Hossein Borghaei, DO, MS: Right, but we have changed our practice a little bit in light of PACIFIC. Now we are doing it. I wasn’t doing a CT right after chemotherapy/RT, but now I am doing one for all of the reasons that was just mentioned, especially the pneumonitis part. You want to make sure there’s not a grade 1 pneumonitis, asymptomatic, but you can see radiographically just in case.

Benjamin P. Levy, MD: And one more practical consideration. For those patients who aren’t candidates for concurrent but need it sequentially, chemotherapy followed by radiation, can we apply the same data here? Would you be reluctant to use durvalumab in the setting of a sequential approach? Not many of my patients get sequential. We try for concurrent based on a survival improvement for concurrent versus sequential. But for a patient in whom you do have to give sequential, who’s unresectable, chemotherapy followed by radiation, would you consider durvalumab in that setting?
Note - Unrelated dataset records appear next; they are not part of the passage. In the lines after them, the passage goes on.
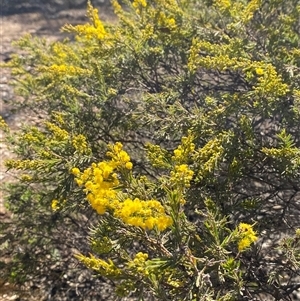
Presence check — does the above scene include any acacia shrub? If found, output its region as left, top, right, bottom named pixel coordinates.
left=1, top=0, right=300, bottom=300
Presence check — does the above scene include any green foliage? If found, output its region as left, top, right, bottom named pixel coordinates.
left=1, top=0, right=300, bottom=301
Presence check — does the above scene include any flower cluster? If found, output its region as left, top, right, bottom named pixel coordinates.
left=114, top=198, right=172, bottom=231
left=238, top=223, right=257, bottom=252
left=72, top=134, right=90, bottom=154
left=72, top=142, right=172, bottom=231
left=127, top=252, right=148, bottom=275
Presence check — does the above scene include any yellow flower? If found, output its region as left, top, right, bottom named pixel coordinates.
left=255, top=68, right=264, bottom=76
left=125, top=162, right=133, bottom=170
left=238, top=223, right=257, bottom=252
left=51, top=200, right=59, bottom=211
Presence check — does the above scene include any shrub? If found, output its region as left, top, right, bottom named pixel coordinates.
left=1, top=0, right=300, bottom=300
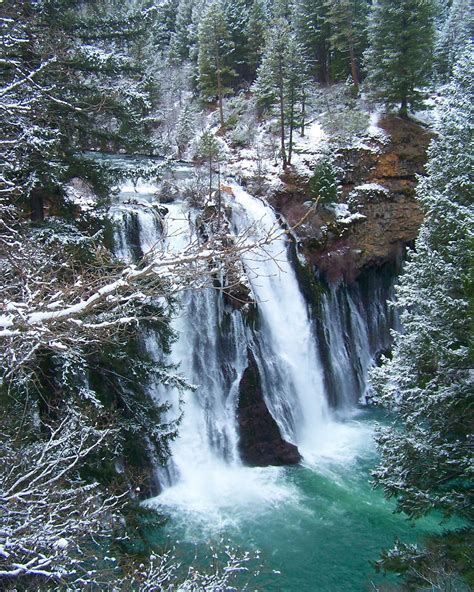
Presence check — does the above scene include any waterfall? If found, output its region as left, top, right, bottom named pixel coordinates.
left=315, top=265, right=399, bottom=410
left=111, top=171, right=400, bottom=511
left=232, top=185, right=329, bottom=458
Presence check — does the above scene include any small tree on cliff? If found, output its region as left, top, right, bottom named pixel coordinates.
left=325, top=0, right=368, bottom=90
left=198, top=2, right=236, bottom=126
left=255, top=18, right=308, bottom=167
left=364, top=0, right=435, bottom=117
left=373, top=45, right=474, bottom=589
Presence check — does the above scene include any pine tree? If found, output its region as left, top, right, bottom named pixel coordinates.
left=198, top=2, right=236, bottom=127
left=325, top=0, right=368, bottom=89
left=222, top=0, right=250, bottom=83
left=364, top=0, right=435, bottom=117
left=293, top=0, right=331, bottom=84
left=246, top=0, right=268, bottom=81
left=373, top=43, right=474, bottom=524
left=176, top=103, right=196, bottom=158
left=170, top=0, right=197, bottom=62
left=255, top=19, right=308, bottom=168
left=435, top=0, right=474, bottom=82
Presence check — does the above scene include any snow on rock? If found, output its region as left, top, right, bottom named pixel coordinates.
left=66, top=177, right=98, bottom=212
left=53, top=538, right=69, bottom=551
left=331, top=203, right=367, bottom=224
left=354, top=183, right=389, bottom=195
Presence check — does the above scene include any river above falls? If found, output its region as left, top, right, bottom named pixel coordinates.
left=108, top=163, right=438, bottom=592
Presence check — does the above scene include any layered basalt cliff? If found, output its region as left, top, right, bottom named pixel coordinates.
left=272, top=117, right=432, bottom=282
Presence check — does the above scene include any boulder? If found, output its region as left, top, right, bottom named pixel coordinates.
left=237, top=350, right=301, bottom=467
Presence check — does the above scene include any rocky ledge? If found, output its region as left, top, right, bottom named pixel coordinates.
left=237, top=350, right=301, bottom=467
left=272, top=117, right=432, bottom=281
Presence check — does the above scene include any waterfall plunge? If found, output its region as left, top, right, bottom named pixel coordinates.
left=113, top=178, right=398, bottom=526
left=232, top=185, right=330, bottom=456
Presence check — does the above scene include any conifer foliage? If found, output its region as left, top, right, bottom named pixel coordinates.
left=374, top=45, right=474, bottom=523
left=365, top=0, right=435, bottom=117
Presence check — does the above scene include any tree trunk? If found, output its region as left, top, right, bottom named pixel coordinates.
left=288, top=95, right=295, bottom=164
left=301, top=91, right=306, bottom=138
left=217, top=160, right=222, bottom=230
left=217, top=67, right=224, bottom=127
left=400, top=95, right=408, bottom=119
left=209, top=155, right=212, bottom=200
left=30, top=189, right=44, bottom=222
left=278, top=61, right=288, bottom=169
left=349, top=43, right=360, bottom=93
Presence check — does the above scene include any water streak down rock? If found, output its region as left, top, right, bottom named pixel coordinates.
left=237, top=349, right=301, bottom=467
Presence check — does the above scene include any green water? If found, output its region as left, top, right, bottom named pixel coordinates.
left=145, top=412, right=439, bottom=592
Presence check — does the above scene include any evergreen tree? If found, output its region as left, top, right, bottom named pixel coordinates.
left=435, top=0, right=474, bottom=82
left=293, top=0, right=331, bottom=84
left=198, top=2, right=236, bottom=127
left=171, top=0, right=197, bottom=62
left=176, top=103, right=196, bottom=158
left=223, top=0, right=254, bottom=82
left=364, top=0, right=435, bottom=117
left=246, top=0, right=268, bottom=81
left=309, top=158, right=339, bottom=205
left=325, top=0, right=368, bottom=89
left=255, top=19, right=308, bottom=167
left=373, top=44, right=474, bottom=524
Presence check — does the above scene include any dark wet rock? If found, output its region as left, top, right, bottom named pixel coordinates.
left=237, top=351, right=301, bottom=467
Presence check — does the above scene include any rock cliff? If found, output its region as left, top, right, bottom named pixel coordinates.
left=272, top=117, right=432, bottom=281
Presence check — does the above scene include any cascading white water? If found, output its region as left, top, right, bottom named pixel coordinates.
left=320, top=270, right=398, bottom=410
left=112, top=173, right=400, bottom=524
left=232, top=184, right=330, bottom=455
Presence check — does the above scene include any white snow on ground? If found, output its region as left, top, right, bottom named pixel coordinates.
left=367, top=111, right=390, bottom=143
left=331, top=203, right=366, bottom=224
left=291, top=121, right=327, bottom=178
left=354, top=183, right=389, bottom=193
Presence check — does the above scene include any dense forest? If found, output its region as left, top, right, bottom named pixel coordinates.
left=0, top=0, right=474, bottom=592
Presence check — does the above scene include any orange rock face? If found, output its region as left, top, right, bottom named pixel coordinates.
left=274, top=117, right=432, bottom=281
Hossein Borghaei, DO, MS: I would.

Suresh S. Ramalingam, MD: That’s a relatively small subset of patients, and you have to go back to why you did not do concurrent and why you went with sequential in that situation. That might bear into whether you actually won’t do anything, not just durvalumab in an aggressive manner or not. So, I would say the answer is that it depends on the patient.

Roy S. Herbst, MD, PhD: Right, on a case-by-case basis. There aren’t data in that setting, but I’d be very comfortable giving it. But, again, if there are performance status issues or other contraindications, of course, no.